While there is a need for continued vigilance, a Pan-American Health Organization (PAHO) Disaster Response Team visiting Cayman this week said it found local cholera-preparedness to be "very good".
Dr. Robert Lee, who led the three-member delegation, told Health Minister, the Hon. Mark Scotland, JP, "The Cayman surveillance system is unique in the Americas...I can't think of any way to improve it."
The Cayman visit was part of a project sponsored by the UK government's Department for International Development (DFID), to assist overseas territories in their readiness for a cholera threat.
The visit of the team, including Dr. Frederique Marodon and Mr. Yvan Grayel of the DFID, was facilitated by Cayman's Medical Officer of Health Dr. Kiran Kumar. In conclusion, they shared their findings with the Health Minister, as well as Chief Officer Jennifer Ahearn.
"The Cayman Islands has a low probability of the introduction and a relatively low probability of transmission of cholera," said Dr. Lee.
He added, "It's good to see confirmation that your systems are well-developed. In the event of a few cases, your hospital can manage them, as it is designed with great flexibility - which is also unique in the region."
Cholera is primarily contracted by consuming contaminated drinking water or food, with the main symptoms being profuse watery diarrhoea and vomiting.
Having global experience, the team's current assignment is in this region following the cholera outbreak in Haiti. That pandemic has resulted in over 400,000 cases and many deaths. While cases are now declining there, neighbouring Dominican Republic recently saw a spike in cholera following the summer rains.
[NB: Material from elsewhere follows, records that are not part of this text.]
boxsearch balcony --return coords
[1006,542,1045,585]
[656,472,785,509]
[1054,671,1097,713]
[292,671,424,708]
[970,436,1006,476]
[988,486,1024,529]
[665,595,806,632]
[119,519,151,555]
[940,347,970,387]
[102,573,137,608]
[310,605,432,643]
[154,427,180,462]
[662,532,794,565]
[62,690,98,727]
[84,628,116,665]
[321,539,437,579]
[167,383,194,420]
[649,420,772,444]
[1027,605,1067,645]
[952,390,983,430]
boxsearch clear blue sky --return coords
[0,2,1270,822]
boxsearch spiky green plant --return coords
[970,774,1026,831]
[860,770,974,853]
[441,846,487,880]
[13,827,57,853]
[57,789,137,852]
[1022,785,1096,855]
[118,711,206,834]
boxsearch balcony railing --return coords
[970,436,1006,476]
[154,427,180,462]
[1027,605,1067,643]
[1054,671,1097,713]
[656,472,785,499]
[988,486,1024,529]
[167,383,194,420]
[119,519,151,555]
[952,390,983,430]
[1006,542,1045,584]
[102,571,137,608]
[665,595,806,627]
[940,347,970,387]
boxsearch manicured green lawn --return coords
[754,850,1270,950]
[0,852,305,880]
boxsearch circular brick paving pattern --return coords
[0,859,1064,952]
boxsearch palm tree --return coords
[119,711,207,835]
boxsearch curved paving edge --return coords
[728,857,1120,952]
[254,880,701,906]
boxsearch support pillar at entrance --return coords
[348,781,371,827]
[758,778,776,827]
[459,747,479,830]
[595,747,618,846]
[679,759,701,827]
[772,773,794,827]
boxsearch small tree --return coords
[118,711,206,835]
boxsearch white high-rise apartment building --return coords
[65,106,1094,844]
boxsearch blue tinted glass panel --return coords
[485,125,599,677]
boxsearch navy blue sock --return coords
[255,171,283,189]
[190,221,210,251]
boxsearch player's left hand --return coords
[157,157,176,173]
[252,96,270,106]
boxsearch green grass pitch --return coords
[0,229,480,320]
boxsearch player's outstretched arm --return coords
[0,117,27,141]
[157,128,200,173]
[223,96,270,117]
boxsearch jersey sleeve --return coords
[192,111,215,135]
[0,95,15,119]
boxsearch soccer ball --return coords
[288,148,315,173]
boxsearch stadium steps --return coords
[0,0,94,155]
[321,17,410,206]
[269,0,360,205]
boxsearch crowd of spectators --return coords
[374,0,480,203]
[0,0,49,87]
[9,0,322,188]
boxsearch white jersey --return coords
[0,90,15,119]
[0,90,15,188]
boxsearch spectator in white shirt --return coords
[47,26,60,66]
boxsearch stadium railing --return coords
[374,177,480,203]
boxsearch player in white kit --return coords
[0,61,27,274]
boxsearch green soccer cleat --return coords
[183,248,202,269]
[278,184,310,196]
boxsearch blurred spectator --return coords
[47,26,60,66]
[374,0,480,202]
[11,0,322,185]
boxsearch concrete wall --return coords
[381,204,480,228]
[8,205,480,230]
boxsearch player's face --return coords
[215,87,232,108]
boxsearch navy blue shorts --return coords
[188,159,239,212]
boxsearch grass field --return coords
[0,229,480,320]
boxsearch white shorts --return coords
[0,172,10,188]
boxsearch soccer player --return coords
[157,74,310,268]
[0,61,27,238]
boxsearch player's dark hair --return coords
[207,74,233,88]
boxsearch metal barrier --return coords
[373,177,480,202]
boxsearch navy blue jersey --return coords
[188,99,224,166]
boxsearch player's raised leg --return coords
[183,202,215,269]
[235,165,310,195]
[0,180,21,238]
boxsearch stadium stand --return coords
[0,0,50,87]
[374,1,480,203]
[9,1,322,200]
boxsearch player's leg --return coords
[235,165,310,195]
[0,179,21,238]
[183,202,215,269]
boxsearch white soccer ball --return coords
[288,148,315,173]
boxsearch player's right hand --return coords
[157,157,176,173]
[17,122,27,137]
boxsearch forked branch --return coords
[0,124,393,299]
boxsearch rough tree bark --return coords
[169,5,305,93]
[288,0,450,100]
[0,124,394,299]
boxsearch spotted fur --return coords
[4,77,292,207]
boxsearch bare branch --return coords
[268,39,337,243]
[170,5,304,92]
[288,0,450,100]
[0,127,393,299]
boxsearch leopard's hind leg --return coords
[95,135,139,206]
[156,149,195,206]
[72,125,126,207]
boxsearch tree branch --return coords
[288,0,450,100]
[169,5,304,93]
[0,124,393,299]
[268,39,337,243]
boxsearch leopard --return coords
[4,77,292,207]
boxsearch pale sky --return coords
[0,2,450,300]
The visitors toured the Cayman Islands Hospital, examined plans involving other agencies, and met with senior officials and Health Services Authority (HSA) staff members, including the Cholera Response Team. The Cholera case management training was conducted for about 45 members of a multidisciplinary team.
The team confirmed that a good monitoring system in place, and that there is close collaboration with the Cayman Water Authority and the Department of Environmental Health.
Happy with the "validation that Cayman's medical personnel are very motivated, trained, and familiar with dealing with such an emergency", Dr. Marodon cautioned that management of water supplies and waste-water are key considerations in this disease.
The visitors offered advice on assessing the risks posed to residents with poor water supply, discharge and sanitation; as well as the need for closer monitoring of ground-water tables - where bacterial contamination can occur.
Minster Scotland thanked the scientists for lending their expertise and applauded the continued work of local health-service professionals and related stakeholders.